For the last two decades, the rabbi has used a fake identity to publish letters in a number of scholarly journals and online correspondence, often in defense of positions that he’s authored or publicly endorsed. More troubling, Rabbi Broyde has admitted using a fake name to gain membership in the International Rabbinic Fellowship, an association of liberal Orthodox rabbis that is a rival of the more established Rabbinical Council of America (RCA), a group he’s been associated with for years.
For these and similar issues, the rabbi has been granted “an indefinite leave of absence” from the RCA’s top rabbinical court, the Beth Din of America, and officials at Emory report they are “reviewing the matter” and have launched an inquiry.
Let’s be candid, for most of us in the larger Jewish community – especially those outside of the Orthodox movement – this bit of drama is mostly background noise in a world moving at the spend of light. Ironically, it’s the fast-paced nature of our high-tech world where something like sock-puppeting becomes both possible and problematic.
For those of you, like me, who are woefully uninformed about such high-tech shenanigans, I offer this brief primer:
A “sock puppet” is an online identity used for purposes of deception.
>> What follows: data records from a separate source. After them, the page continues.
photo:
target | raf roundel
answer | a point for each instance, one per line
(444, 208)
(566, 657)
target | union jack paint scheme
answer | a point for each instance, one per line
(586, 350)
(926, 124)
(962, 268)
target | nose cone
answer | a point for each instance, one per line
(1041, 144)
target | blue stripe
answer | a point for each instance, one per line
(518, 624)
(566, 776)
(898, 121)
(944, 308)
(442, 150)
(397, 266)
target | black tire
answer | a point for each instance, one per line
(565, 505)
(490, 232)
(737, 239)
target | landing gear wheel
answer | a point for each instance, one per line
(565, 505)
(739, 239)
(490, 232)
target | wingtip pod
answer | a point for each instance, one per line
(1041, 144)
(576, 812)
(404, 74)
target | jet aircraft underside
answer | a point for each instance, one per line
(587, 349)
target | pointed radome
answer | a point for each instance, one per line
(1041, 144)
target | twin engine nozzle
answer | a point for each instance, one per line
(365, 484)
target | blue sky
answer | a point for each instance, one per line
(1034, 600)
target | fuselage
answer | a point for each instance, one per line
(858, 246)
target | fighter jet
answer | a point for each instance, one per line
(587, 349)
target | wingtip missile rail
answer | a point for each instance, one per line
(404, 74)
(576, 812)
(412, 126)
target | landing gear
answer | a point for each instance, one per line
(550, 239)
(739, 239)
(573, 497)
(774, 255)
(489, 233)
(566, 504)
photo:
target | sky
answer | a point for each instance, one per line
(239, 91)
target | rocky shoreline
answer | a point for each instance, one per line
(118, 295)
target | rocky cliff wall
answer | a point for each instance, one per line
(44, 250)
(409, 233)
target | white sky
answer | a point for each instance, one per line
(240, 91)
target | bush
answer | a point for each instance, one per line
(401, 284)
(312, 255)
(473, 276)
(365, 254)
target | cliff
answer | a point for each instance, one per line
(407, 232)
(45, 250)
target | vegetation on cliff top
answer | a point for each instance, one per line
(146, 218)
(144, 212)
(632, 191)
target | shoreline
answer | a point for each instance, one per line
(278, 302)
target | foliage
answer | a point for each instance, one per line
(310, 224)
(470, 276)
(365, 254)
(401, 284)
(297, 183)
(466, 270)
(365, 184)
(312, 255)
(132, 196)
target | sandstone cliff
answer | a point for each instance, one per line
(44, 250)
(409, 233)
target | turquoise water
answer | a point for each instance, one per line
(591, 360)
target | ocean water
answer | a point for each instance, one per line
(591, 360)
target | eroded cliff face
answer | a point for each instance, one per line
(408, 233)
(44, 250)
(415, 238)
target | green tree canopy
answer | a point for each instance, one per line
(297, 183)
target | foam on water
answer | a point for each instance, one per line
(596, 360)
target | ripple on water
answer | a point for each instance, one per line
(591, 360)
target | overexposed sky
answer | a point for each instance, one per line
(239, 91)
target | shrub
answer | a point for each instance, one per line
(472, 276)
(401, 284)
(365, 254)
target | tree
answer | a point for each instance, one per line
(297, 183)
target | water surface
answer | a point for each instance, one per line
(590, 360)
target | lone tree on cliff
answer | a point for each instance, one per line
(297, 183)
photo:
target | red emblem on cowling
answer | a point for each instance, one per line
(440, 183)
The term originally referred to a false identity assumed by a member of an internet community who most often spoke about himself while pretending to be another person, but the term now includes other uses of misleading online identities, such as those created to praise, defend or support a third party or organization.
A significant difference between the use of a pseudonym and the creation of a sock puppet is that the sock puppet poses as an independent third-party unaffiliated with the puppeteer.
If all this sounds officious and somewhat strained, you can blame Wikipedia, my source for all these digital details. Where better, I figured, to find a definition for a techie term than on a web-based encyclopedia?
But back to the situation at hand: Rabbi Broyde has apologized in a fashion, but has also downplayed his actions, especially the use of a pseudonym. He noted in one news story that writing under an assumed name has a long history in Jewish discourse.
He’s right; truth to tell, pseudonyms and pen names have been used by writers for hundreds of years – if not longer. Meanwhile, sock puppets have been part of the digital world ever since the first cursor blipped onto the screen of a personal computer.
Think about all the various websites that offer reviews – Yelp, Travelocity, Expedia, TripAdvisor – and the thousands of responses from people who offer up five-star ratings for all types of services. It’s a given that many of these reviews are the work of sock puppets, business owners simply pumping up the value of their companies.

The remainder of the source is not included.